Além disso, 2020 é o ano sem nenhuma viagem internacional do Papa, que viaja apenas na Itália. Em 23 de fevereiro, ele foi a Bari para o Encontro de reflexão e espiritualidade “Mediterrâneo, fronteira de paz”. Ali, o Pontífice invocou a paz e a fraternidade, porque a guerra “é uma loucura à qual não podemos nos resignar. Nunca”. Em 3 de outubro, Francisco foi a Assis, em visita particular, e ali, no túmulo do Santo Pobrezinho, assinou a Encíclica “Fratelli tutti”, que seria lançada no dia seguinte.
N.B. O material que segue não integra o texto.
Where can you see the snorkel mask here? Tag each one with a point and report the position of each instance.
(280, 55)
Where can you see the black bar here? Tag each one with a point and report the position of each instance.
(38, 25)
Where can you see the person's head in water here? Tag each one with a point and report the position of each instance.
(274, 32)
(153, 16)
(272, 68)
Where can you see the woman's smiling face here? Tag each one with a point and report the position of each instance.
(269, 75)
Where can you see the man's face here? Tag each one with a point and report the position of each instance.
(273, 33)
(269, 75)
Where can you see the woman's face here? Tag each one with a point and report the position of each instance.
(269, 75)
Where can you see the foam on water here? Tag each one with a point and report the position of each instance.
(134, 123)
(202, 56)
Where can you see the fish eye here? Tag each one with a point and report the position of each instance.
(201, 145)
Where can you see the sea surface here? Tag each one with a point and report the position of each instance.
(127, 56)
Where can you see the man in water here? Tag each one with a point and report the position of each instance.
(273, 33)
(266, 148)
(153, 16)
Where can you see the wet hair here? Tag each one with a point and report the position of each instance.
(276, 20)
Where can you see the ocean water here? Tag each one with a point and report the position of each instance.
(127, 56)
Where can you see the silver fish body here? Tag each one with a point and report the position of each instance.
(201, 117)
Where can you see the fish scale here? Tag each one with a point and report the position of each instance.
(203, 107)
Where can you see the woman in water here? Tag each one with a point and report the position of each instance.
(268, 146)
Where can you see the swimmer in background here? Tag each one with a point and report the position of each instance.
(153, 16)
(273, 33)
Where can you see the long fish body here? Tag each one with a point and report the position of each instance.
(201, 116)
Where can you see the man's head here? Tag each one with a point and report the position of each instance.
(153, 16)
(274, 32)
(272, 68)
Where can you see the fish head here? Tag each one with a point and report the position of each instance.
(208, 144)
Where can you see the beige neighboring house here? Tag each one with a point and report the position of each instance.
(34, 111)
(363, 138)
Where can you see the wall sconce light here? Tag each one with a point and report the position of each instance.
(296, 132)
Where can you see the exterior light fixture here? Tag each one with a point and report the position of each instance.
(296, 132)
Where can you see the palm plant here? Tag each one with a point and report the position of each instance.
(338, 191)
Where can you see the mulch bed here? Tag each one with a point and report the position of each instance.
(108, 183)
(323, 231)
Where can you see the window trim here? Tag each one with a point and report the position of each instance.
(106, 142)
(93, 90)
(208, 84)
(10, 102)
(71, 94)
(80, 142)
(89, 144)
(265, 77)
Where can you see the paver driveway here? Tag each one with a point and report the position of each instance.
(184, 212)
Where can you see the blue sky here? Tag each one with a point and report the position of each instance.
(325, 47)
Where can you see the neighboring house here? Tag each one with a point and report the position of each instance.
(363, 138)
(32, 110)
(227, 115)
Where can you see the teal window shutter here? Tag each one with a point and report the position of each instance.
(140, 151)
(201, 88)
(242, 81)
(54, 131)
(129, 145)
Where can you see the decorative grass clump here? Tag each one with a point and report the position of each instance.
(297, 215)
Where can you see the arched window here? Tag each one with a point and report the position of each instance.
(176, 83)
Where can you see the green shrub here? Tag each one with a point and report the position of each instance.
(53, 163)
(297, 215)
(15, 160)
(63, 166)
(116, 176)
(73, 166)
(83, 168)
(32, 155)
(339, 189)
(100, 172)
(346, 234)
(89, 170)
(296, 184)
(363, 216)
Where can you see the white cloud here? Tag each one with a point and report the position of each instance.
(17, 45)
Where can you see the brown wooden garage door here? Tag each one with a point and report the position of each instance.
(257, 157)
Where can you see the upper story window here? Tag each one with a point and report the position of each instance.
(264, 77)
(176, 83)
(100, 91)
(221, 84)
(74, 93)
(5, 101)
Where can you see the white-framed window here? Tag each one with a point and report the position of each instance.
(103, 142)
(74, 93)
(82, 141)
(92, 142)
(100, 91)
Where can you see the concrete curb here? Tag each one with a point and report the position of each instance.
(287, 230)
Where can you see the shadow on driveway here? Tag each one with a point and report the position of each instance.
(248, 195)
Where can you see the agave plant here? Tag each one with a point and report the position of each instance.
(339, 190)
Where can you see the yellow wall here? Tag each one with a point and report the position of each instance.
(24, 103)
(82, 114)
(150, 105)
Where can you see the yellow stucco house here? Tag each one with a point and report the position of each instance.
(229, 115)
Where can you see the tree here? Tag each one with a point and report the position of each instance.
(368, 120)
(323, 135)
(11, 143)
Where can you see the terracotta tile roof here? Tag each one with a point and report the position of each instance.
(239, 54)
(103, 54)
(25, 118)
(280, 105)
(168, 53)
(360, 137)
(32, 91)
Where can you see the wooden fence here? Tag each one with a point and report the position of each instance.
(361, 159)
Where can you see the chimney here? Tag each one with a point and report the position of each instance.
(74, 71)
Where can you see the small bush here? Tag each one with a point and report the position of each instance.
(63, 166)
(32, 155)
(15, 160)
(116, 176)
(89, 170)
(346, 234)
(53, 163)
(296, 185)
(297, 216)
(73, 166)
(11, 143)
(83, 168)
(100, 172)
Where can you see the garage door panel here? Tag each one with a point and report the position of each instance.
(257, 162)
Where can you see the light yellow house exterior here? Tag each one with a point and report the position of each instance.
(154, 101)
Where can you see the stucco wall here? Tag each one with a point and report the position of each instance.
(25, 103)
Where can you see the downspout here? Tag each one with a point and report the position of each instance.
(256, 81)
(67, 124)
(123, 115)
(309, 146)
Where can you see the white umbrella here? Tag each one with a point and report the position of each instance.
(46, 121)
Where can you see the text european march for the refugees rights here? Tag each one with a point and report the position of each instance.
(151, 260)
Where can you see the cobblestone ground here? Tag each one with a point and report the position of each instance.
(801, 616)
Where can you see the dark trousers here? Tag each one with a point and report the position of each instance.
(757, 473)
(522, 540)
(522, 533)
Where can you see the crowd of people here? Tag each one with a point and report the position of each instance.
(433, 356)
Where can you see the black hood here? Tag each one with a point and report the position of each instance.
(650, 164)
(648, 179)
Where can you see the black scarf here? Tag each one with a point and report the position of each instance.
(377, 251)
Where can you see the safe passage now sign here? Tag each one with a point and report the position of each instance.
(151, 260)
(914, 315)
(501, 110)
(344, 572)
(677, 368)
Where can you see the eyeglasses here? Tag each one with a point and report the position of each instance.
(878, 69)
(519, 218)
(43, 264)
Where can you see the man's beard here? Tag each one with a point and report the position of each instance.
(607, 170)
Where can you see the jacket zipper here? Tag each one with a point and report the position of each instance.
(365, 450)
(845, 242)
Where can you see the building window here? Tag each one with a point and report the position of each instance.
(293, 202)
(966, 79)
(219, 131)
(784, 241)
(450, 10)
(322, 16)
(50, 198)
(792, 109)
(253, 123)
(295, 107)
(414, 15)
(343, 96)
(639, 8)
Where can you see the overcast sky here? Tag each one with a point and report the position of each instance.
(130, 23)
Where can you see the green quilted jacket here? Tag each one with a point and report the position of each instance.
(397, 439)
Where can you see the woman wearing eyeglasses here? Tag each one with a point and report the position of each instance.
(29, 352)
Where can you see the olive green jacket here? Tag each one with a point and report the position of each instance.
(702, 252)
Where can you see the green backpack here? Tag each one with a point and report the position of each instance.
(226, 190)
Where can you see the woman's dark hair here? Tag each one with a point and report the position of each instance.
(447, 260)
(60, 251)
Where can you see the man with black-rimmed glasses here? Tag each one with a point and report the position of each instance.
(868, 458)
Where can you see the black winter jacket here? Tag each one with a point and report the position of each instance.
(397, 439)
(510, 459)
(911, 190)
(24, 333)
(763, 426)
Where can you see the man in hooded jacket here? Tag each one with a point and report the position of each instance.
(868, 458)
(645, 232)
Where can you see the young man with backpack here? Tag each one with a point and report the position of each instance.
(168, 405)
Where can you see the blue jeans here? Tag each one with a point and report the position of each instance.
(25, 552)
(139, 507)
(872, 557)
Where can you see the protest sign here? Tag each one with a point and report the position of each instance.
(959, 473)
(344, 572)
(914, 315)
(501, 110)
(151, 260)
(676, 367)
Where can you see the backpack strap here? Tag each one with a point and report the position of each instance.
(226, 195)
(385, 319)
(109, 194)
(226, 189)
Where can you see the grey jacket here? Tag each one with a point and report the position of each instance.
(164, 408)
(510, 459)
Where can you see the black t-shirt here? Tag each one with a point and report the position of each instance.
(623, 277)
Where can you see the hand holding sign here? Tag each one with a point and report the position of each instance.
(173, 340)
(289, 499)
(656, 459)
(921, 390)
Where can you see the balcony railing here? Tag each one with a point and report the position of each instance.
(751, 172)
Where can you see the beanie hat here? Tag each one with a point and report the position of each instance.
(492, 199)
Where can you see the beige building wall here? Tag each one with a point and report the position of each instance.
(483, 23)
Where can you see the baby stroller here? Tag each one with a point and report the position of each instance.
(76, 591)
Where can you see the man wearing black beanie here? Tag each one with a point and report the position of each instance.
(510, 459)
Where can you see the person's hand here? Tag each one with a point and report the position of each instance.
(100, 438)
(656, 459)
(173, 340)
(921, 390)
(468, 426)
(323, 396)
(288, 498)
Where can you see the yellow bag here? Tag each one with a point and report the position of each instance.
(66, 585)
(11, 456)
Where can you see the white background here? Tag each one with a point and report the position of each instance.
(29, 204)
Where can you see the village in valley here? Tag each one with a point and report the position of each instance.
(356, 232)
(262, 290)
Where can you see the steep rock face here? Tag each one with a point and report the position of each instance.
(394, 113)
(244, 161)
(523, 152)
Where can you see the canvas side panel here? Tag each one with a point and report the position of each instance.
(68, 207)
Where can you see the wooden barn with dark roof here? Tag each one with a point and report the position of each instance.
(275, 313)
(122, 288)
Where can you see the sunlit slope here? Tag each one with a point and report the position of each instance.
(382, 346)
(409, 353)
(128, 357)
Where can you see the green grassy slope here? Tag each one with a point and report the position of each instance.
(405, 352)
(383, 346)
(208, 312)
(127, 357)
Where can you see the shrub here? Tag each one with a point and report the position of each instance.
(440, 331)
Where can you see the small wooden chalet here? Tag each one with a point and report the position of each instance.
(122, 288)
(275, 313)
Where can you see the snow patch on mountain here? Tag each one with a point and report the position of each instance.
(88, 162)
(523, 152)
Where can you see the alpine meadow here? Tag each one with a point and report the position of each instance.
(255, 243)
Durante esses 12 meses, o Pontífice gravou numerosas vídeomensagens, dentre as quais as de 25 de setembro e 10 de dezembro. Na primeira, Francisco se dirige à 75ª Assembleia Geral das Nações Unidas e lança um forte apelo à Comunidade internacional para que ponha fim à corrida aos armamentos, proteja os direitos dos migrantes e repense os sistemas econômicos e financeiros. Ele também condenou fortemente o aborto como “serviço essencial” humanitário. A segunda mensagem em vídeo foi dirigida aos participantes do encontro promovida on-line pelo Dicastério para o Serviço do Desenvolvimento Humano Integral, sobre a crise na Síria e no Iraque. “Devemos fazer com que a presença cristã, nestas terras, continue sendo o que sempre foi: um sinal de paz, progresso, desenvolvimento e reconciliação.”


E foi o Iraque que projetou o Pontificado de Francisco para 2021: em 7 de dezembro, foi anunciada a viagem do Papa ao solo iraquiano de 5 a 8 de março próximo. Uma visita que Francisco deseja fortemente, tanto que manifestou a intenção de realizá-la em junho de 2019, na audiência aos participantes do Reunião das Obras de Ajuda às Igrejas Orientais (Roaco). Um sinal nessa direção veio em 25 de janeiro de 2020, quando o Pontífice recebeu no Vaticano Barham Salih, presidente do Iraque.  Portanto, cabe a este país construir uma ponte entre um ano que termina e outro que chega, prenúncio de novas esperanças.